Sixty-six patients (mean age 58 ± 9, 86.4 % male) with non-paroxysmal AF underwent ablation procedures consisting of PVI plus extensive CFE ablation. Post-ablation atrial tachycardia (AT) was also targeted if presented. All patients were followed up regularly on an ambulatory basis by means of ECG and Holter recordings.

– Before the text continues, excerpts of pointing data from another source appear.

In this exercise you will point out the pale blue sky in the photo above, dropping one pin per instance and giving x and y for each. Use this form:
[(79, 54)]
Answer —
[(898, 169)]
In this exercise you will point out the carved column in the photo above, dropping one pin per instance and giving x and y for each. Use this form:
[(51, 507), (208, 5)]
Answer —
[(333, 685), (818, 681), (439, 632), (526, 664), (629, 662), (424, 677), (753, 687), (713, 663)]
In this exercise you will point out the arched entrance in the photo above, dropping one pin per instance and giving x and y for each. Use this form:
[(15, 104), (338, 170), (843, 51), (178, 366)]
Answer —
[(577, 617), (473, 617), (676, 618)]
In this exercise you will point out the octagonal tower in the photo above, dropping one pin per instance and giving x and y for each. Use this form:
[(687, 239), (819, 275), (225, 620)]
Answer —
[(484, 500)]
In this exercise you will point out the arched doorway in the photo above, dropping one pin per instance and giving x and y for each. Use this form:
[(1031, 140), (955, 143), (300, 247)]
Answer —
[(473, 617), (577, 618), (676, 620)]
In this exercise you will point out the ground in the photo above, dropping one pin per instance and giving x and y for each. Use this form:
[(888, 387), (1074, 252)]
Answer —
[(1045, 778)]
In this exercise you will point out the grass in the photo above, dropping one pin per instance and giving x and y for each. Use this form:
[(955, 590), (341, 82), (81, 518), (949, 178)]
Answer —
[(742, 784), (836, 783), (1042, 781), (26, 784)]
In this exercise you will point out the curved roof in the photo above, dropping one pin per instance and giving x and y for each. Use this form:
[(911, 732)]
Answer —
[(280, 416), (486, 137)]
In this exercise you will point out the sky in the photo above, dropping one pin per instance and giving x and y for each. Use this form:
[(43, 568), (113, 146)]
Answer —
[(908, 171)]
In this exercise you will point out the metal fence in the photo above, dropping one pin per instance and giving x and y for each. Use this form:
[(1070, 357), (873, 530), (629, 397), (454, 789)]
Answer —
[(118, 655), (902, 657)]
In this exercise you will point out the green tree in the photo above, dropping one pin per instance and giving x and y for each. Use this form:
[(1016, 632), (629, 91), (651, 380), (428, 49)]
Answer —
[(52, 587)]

After a mean follow-up period of 40 ± 14 months and 1.7 ± 0.7 procedures, 38 patients (57.6 %) were free of arrhythmias, 15 (22.7 %) displayed clinical improvement and 13 (19.7 %) suffered recurrences of persistent AF/AT. Females displayed poorer long-term outcomes than males (arrhythmia-free 22.2 vs. 63.2 %, p < 0.05). Multivariate analysis demonstrated that long duration of uninterrupted AF prior to the procedure was an additional predictor of long-term failure (odds ratio 1.49, p < 0.01). ROC analysis (area under curve 0.80; p < 0.001) estimated 3.5 years as the optimal cut-off point for predicting long-term failure (sensitivity 85 %, specificity 74 %). The cumulative data showed a significantly higher percentage of arrhythmia-free patients when the duration of AF had been ≤ 2 years (69.7 %) and ≤ 4 years (68.9 %) than when it was > 4 years (33.3 %; p < 0.01).
PVI + CFE ablation in non-paroxysmal AF appears to provide a reasonable proportion of arrhythmia-free patients during long-term follow-up. Poorer long-term results can be expected among female patients and those with an uninterrupted AF duration of > 4 years.
对于非阵发性心房颤动(AF)患者,在肺静脉隔离(PVI)基础上辅助消融复杂碎裂电图(CFE)区域是一种新兴策略。我们研究了该方法的长期疗效。
66例非阵发性AF患者(平均年龄58±9岁,男性占86.4%)接受了包括PVI加广泛CFE消融的消融手术。若出现消融后房性心动过速(AT)也进行靶向治疗。所有患者通过心电图和动态心电图记录进行定期门诊随访。
平均随访40±14个月,进行了1.7±0.7次手术,38例患者(57.6%)无心律失常,15例(22.7%)临床症状改善,13例(19.7%)持续性AF/AT复发。女性患者的长期疗效比男性差(无心律失常分别为22.2%和63.2%,p<0.05)。多因素分析表明,手术前AF持续时间长是长期失败的另一个预测因素(比值比1.49,p<0.01)。ROC分析(曲线下面积为0.80;p<0.001)估计3.5年为预测长期失败的最佳切点(敏感性85%,特异性74%)。累积数据显示,AF持续时间≤2年(69.7%)和≤4年(68.9%)时无心律失常患者的比例显著高于AF持续时间>4年时(33.3%;p<0.01)。
非阵发性AF患者行PVI+CFE消融在长期随访中似乎能使相当比例的患者无心律失常。女性患者以及AF持续时间>4年的患者长期疗效可能较差。